А в воздухе уже пахнет зимой, смеркается, подмораживает, вечереет…
Мы бредём парком к метро «Бауманская», в пруду по розовеющей от заката воде плавают утки, на дорожках неожиданно много гуляющих, и тихо, тихо… Как хорошо! На жёлто-оранжевом закатном небе тёмные силуэты: кресты и купола церквей в лианообразном сплетении троллейбусных проводов. Мы уже на улице Радио.
— А вот ЦАГИ, Центральный научно-исследовательский аэродинамический институт имени Жуковского, вернее, его филиал, — оборачивается к нам шагающий впереди Андрюша. — Основная база теперь под Москвой, в Жуковском. Институт и был основан по предложению Жуковского в восемнадцатом году, как научный центр в области авиации. А сам Николай Егорович был профессором МГУ и Московского Императорского технического училища, Бауманки нашей…
Наташка смотрит гордо — её младший сын учится в Бауманском, как раз на аэрокосмическом факультете.
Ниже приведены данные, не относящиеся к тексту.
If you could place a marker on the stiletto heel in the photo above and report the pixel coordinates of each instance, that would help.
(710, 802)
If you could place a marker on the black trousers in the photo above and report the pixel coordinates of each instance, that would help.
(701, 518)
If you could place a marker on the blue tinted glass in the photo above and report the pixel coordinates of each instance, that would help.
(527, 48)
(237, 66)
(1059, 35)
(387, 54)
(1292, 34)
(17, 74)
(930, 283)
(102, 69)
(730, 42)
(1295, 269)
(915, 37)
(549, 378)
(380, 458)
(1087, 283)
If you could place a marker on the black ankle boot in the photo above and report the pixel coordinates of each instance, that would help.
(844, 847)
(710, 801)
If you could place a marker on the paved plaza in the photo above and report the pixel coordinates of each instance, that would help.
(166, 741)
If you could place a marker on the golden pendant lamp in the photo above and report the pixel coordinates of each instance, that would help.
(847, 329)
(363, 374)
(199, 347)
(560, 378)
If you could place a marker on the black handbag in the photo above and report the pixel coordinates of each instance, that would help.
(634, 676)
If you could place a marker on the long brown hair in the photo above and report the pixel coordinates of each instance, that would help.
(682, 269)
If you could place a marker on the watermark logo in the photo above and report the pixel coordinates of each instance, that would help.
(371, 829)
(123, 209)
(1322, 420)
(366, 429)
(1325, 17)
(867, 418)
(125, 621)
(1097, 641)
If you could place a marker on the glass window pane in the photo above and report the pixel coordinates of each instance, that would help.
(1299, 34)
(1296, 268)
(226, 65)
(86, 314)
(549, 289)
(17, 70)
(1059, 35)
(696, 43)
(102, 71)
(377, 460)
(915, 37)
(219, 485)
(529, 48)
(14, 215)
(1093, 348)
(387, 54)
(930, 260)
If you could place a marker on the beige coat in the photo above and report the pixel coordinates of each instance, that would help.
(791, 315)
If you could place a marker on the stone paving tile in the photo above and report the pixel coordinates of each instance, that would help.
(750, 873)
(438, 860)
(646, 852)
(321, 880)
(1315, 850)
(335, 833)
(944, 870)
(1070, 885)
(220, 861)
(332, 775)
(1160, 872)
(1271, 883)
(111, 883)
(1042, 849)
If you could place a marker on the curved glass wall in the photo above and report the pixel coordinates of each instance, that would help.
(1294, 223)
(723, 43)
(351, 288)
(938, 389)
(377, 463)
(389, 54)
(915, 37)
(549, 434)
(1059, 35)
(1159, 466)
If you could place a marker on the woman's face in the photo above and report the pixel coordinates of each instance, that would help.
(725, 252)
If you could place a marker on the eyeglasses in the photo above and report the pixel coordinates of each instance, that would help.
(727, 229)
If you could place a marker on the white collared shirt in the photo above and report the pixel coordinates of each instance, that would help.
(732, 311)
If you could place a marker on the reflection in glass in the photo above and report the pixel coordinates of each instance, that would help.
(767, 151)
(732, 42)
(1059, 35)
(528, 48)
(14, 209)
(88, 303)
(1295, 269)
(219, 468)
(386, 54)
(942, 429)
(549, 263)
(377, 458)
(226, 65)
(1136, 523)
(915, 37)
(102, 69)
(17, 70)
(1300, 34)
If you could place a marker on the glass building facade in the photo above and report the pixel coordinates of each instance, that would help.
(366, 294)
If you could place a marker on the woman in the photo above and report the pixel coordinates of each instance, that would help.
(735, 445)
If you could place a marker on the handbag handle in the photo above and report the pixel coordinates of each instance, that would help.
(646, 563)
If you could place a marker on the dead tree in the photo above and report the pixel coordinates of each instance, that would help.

— Но ЦАГИ хоть не продали ещё «эффективным собственникам»? Продолжает работать? — спрашиваю я.
— Слава Богу, не продали. И не продадут, надеюсь. Типун тебе на язык!
Мы сворачиваем на Бауманскую улицу.
— И зачем он заставил нас искать этих Алексеевых? — шёпотом интригует Наталья, опасливо поглядывая на спину мерно, по-солдатски вышагивающего Афанасьича. — Что, мы ему школьницы, что ли? И ведь всё равно не нашли! Это он нарочно, я уверена. У меня ноги отваливаются…
— Наташа, я ему так благодарна! Если бы не Алексеевы, разве я нашла бы бабушку и дедушку Вари? Потерпи, уже скоро, я знаю этот район…
Через два дня по электронной почте придёт письмо из Америки, от Вари:
«Дорогая Лена, как здорово, что ты нашла моих бабушку и дедушку. Да, у них были разные фамилии. У моего папы — бабушкина, а у его родного брата Бориса — дедушкина. Возможно, это как-то связано с модной в тридцатые годы эмансипацией. Моя бабушка умерла очень рано, я была совсем маленькой. Дедушка пережил жену на несколько лет и умер от инфаркта, когда мне было шесть лет, и я его тоже не помню. Но всё же я много знаю о нём со слов папы и дяди Бори.
Мой дедушка Георгий Иванович Гаврилов окончил Академию химзащиты имени Ворошилова и заведовал одним из почтовых ящиков Наркомата обороны. В начале войны Сталин лично говорил с ним по телефону:
— Здравствуйте, товарищ Гаврилов. Хотим поручить вам в кратчайший срок разработать эффективное средство для борьбы с немецкими танками. Враг рвётся к Москве. Работу необходимо выполнить за месяц-полтора. Верю, что вы справитесь с заданием. Успехов вам.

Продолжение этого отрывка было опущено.